Karena meletakkan pidato sebagai sumber dan puncak politik, Sabarno tak pernah lalai memberikan komentarnya barang sedikit saja. Di mana pun ia berada. Selepas berkunjung pada sebuah daerah yang sebagian besar penduduknya dikenal preman misalnya, tak lupa ia berpidato singkat. “Bangsa kita butuh preman, dalam arti free man, yaitu lelaki yang bebas berkarya untuk bangsa.” Ketika mengunjungi Lembaga Pemasyarakatan, ia pun menyetir kata-kata hebat Goethe, “kita harus berubah, memperbaharui diri, dan meremajakan diri kalau tidak, kita akan membatu.” Sesungguhnya, Sabarno tak tahu siapa itu Goethe, tetapi nama itu ada dalam diktat yang diberikan oleh penasehatnya.

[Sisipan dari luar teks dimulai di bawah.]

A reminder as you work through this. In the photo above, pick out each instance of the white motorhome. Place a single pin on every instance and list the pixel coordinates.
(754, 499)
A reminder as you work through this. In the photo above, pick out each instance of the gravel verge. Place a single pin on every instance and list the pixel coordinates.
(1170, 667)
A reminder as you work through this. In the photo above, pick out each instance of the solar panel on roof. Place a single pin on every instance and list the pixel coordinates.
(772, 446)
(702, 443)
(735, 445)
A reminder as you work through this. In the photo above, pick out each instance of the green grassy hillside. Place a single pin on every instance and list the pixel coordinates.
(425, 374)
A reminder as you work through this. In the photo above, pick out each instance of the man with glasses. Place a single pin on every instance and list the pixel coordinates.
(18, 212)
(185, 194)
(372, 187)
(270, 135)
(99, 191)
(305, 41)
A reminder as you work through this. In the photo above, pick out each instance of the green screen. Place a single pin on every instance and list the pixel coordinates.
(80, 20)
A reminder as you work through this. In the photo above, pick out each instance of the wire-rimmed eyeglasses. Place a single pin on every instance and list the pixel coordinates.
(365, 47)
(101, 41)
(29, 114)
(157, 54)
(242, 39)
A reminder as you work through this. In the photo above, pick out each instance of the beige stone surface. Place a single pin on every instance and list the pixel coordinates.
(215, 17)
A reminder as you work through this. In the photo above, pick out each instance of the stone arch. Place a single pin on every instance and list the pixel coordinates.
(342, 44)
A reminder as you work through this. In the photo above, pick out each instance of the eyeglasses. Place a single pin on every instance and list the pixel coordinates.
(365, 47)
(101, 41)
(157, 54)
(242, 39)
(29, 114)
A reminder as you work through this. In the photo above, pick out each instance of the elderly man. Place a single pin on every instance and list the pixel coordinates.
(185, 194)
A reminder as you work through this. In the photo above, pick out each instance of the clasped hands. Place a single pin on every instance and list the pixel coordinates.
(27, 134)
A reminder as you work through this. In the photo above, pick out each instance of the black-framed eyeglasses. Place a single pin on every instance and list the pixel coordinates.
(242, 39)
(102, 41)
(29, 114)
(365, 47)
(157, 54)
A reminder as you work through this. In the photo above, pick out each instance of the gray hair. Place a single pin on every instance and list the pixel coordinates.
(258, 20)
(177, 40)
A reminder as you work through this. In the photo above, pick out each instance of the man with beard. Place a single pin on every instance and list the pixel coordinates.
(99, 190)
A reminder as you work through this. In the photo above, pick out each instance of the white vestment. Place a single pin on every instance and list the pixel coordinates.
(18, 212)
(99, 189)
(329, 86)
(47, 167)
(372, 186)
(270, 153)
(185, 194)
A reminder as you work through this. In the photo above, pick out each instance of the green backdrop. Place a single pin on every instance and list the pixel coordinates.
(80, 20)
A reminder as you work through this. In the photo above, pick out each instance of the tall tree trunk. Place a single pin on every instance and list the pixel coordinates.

Di mana-mana tiap kali kunjungan, ia selalu meninggalkan jejak pidatonya serupa kata-kata mutiara. Kalau kata-kata mutiara ini dikumpulkan barangkali ia akan mengalahkan motivator hebat yang dimiliki bangsa ini. Tiap kali kunjungan, pidatonya pasti khas sesuai dengan keadaan lapangan. Ya, kunjungan. Konon, program kunjungan ini adalah ide dari penasehatnya. Tentu saja pembaca tahu siapa sebenarnya pencetus ide kunjungan atau disebut “blusukan” ini. Penasehatnya mengaku mencontoh begitu saja model ini sebab dirasa ampuh untuk mengangkat citra. Kata penasehatnya, kunjungan mampu menambah pembendaraan kata-kata pidatonya. Jadi, kunjungannya itu menjadi bahan pidatonya.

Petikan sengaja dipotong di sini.